Caching Github API calls


I have a general question related to caching of API calls, in this instance calls to the Github API.

Let's say I have a page in my app that shows the filenames of a repo, and the content of the README. This means that I will have to do a few API calls in order to retrieve that.

Now, let's say I want to add something like memcached in between, so I'm not doing these calls over and over, if I don't need to.

How would you normally go about this? If I don't enable a webhook on Github, I have no way of knowing whether the cache should expire. I could always make a single call to get the current sha of HEAD, and if it hadn't changed, use cache instead. But that's on a repo-level, and not on a file level.

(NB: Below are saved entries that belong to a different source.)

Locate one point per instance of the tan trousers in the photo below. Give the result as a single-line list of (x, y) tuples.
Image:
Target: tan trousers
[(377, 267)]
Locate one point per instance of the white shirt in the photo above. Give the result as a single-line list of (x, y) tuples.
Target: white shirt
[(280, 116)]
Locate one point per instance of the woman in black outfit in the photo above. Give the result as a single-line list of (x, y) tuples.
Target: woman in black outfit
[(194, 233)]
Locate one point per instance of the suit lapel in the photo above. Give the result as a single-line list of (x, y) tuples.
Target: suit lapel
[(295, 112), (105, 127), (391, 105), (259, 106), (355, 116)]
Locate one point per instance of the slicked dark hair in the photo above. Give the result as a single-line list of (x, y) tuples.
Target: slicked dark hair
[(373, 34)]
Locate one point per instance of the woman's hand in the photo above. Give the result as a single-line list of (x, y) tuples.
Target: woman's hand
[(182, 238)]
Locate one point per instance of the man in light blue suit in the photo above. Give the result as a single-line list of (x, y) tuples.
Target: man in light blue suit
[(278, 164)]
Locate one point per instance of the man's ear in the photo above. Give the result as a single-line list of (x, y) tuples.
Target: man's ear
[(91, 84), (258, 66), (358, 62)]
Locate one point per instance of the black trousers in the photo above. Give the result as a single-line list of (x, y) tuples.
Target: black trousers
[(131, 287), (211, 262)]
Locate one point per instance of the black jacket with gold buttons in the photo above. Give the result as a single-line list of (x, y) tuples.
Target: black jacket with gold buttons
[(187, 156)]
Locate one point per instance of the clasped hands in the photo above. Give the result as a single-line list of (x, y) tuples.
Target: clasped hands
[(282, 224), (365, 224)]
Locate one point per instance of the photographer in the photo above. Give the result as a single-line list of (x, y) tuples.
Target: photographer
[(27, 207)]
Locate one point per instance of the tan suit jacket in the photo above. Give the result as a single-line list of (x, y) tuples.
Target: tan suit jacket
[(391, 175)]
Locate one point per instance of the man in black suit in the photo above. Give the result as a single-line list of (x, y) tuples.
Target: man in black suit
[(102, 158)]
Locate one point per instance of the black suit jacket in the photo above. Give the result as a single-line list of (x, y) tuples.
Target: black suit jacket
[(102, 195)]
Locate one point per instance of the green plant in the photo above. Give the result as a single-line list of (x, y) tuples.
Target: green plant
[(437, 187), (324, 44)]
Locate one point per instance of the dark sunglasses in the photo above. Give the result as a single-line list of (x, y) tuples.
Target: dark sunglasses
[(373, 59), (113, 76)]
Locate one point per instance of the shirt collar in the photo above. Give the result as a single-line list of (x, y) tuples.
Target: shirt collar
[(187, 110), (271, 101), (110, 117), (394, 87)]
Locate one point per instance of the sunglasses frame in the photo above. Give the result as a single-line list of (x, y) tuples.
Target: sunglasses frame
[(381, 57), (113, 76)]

I can imagine I could do something like that with the object-sha's, but if I need to call the API anyway to get those, it defeats the purpose of caching.

How would you go about it? I know a service like prose.io has no caching right now, but if it should, what would the approach be?

Thanks


Solution

  • Would just using HTTP caching be good enough for your use case? The purpose of HTTP caching is not just to provide a way of not making requests if you already have a fresh response, rather - it also enables you to quickly validate if the response you already have in cache is valid (without the server sending the complete response again if it is fresh).

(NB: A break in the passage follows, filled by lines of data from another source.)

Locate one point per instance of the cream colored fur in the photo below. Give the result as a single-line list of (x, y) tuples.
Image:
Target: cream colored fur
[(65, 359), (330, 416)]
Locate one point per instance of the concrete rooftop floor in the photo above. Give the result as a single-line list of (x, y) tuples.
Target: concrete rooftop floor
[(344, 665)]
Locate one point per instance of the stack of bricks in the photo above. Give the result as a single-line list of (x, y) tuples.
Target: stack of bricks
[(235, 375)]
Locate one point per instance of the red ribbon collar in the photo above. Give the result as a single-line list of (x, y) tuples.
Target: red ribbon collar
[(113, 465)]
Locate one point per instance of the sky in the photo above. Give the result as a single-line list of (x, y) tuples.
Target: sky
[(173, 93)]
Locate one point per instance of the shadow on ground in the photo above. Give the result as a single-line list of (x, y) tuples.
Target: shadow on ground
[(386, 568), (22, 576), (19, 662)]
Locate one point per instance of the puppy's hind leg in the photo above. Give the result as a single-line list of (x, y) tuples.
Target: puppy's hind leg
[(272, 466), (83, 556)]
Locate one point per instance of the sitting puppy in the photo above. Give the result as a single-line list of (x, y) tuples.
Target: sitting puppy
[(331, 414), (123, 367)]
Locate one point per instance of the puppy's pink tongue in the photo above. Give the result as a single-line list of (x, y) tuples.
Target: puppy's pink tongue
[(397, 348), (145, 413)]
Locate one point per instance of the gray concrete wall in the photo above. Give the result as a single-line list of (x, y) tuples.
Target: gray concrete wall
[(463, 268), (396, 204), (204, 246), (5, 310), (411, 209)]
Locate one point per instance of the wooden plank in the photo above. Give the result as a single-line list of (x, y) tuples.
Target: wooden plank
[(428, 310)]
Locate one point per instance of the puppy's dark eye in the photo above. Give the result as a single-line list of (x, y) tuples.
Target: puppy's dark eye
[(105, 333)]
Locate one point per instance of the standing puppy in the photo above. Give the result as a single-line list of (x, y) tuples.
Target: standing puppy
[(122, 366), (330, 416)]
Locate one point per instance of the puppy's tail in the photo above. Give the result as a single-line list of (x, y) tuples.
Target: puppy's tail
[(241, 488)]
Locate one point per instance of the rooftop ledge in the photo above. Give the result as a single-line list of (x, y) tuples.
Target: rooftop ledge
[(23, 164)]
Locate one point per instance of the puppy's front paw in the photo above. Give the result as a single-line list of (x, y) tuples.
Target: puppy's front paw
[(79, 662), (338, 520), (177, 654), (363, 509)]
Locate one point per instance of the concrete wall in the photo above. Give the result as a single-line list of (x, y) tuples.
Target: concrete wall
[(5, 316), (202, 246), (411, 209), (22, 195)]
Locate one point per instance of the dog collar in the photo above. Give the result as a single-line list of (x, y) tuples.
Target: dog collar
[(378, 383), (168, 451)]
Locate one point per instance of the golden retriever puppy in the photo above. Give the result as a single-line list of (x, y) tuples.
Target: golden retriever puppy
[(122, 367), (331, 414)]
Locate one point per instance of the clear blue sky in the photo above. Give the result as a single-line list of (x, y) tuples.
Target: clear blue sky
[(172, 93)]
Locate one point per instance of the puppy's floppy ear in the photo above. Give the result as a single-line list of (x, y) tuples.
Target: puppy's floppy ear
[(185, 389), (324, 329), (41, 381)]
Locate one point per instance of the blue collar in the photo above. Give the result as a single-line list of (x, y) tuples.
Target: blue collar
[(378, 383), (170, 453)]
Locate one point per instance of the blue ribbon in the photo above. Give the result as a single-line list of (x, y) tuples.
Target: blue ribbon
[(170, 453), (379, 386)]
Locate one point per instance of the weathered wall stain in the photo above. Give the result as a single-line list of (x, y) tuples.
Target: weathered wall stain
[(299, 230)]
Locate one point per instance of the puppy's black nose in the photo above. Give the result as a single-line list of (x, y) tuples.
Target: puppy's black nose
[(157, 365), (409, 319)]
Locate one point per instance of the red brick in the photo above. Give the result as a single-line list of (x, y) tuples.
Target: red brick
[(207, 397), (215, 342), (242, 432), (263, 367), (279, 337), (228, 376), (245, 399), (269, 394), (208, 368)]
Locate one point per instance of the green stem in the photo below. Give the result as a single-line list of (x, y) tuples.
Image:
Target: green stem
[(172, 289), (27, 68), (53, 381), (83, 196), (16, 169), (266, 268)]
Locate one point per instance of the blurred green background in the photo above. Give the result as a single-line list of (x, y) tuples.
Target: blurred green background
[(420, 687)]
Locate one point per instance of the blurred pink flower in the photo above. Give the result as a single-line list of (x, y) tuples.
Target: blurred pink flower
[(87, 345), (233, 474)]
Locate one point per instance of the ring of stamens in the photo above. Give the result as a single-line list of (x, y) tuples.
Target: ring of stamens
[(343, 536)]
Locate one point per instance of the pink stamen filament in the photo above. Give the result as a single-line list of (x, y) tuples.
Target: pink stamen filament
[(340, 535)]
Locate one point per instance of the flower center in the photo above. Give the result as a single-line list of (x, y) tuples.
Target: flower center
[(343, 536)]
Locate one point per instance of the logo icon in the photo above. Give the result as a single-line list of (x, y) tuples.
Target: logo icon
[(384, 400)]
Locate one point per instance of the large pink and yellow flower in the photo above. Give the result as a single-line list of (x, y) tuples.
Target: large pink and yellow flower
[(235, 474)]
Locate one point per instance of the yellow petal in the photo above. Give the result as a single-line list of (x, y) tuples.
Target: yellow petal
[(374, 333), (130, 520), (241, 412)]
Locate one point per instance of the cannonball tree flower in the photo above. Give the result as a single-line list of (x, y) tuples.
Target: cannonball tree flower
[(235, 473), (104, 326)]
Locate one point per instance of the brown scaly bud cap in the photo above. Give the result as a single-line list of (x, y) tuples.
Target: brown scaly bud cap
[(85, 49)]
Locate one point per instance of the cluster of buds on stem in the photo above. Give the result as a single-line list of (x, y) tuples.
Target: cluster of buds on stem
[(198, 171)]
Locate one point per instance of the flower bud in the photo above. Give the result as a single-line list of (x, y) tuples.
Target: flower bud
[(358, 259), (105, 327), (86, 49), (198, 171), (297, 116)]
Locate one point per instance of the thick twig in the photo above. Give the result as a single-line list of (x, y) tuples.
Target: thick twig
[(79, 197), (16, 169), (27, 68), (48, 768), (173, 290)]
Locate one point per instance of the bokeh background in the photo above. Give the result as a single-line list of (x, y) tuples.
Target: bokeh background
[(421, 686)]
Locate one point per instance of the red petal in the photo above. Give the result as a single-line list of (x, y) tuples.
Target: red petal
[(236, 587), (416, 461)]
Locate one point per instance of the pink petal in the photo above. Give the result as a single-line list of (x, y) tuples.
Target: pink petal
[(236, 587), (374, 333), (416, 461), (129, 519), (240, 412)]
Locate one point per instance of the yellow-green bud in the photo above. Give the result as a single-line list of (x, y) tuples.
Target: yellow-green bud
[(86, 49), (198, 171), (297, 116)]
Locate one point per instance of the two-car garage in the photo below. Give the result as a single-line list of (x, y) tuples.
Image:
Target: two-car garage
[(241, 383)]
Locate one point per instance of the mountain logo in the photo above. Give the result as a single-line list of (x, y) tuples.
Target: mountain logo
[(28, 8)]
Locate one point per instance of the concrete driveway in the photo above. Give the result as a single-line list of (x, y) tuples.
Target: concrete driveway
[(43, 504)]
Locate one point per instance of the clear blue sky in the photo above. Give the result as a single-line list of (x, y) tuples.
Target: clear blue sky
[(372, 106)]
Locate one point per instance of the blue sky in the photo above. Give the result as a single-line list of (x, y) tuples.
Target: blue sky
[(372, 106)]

    Looking at GitHub API responses, I can see that GitHub is correctly setting the relevant HTTP headers (ETag, Last-modified, Cache-control).

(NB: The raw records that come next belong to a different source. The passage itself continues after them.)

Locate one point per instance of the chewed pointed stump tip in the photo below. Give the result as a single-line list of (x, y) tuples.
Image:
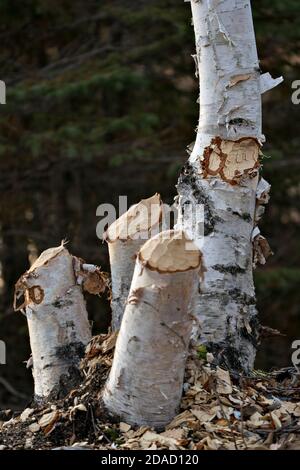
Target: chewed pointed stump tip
[(146, 380), (51, 294)]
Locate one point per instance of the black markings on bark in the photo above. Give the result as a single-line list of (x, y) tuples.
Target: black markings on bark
[(187, 181)]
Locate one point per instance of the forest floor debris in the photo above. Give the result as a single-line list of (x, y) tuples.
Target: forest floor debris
[(218, 411)]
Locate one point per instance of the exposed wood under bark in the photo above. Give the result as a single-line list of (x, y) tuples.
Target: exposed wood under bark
[(146, 379), (125, 237), (52, 293), (223, 173)]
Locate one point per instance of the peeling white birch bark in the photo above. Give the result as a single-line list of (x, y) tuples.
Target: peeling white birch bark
[(57, 319), (222, 174), (145, 383), (125, 238)]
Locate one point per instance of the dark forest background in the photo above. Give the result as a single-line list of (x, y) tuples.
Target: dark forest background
[(101, 102)]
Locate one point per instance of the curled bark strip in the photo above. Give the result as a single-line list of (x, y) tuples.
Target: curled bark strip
[(231, 160), (125, 237), (145, 383), (57, 320), (90, 277)]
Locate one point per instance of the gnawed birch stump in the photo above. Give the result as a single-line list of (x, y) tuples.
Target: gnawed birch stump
[(125, 237), (52, 299), (145, 383)]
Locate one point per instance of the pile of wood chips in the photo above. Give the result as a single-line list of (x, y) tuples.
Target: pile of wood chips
[(218, 411)]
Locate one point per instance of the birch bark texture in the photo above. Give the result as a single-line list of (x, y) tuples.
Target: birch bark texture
[(146, 379), (125, 238), (223, 175), (57, 319)]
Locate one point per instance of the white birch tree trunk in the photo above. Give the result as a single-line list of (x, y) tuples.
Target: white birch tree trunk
[(223, 175), (125, 238), (58, 324), (145, 383)]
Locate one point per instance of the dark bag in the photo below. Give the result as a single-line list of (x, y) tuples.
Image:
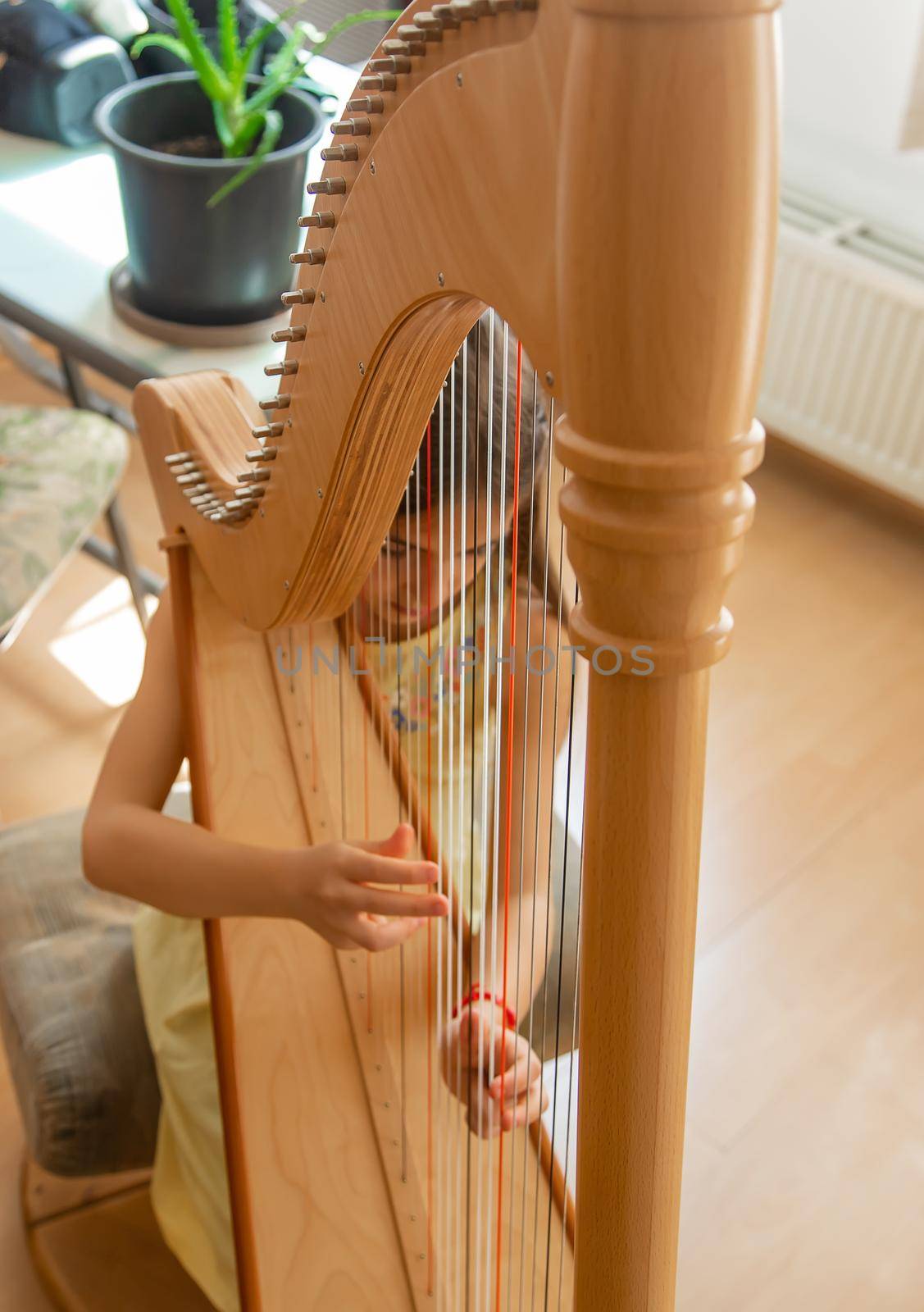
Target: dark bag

    So, you just do a GET, e.g. for:

    GET https://api.github.com/users/izuzak/repos
    

    and this returns:

    200 OK
    ...
    ETag:"df739f00c5053d12ef3c625ad6b0fd08"
    Last-Modified:Thu, 14 Feb 2013 22:31:14 GMT
    ...
    

    Next time - you do a GET for the same resource, but also supply the relevant HTTP caching headers so that it is actually a conditional GET:

    GET https://api.github.com/users/izuzak/repos
    ...
    If-Modified-Since:Thu, 14 Feb 2013 22:31:14 GMT
    If-None-Match:"df739f00c5053d12ef3c625ad6b0fd08"
    ...
    

    And lo and behold - the server returns a 304 Not modified response and your HTTP client will pull the response from its cache:

    304 Not Modified
    

    So, GitHub API does HTTP caching right and you should use it. Granted, you have to use an HTTP client that supports HTTP caching also. The best thing is that if you get a 304 Not modified response - GitHub does not decrease your remaining API calls quota. See: https://docs.github.com/en/rest/overview/resources-in-the-rest-api#conditional-requests

    GitHub API also sets the Cache-Control: private, max-age=60 header, so you have 60 seconds of freshness -- which means that requests for the same resource made less than 60 seconds apart will not even be made to the server.

    Your reasoning about using a single conditional GET request to a resource that surely changes if anything in the repo changed (a resource showing the sha of HEAD, for example) sounds reasonable -- since if that resource hasn't changed, then you don't have to check the individual files since they haven't surely changed.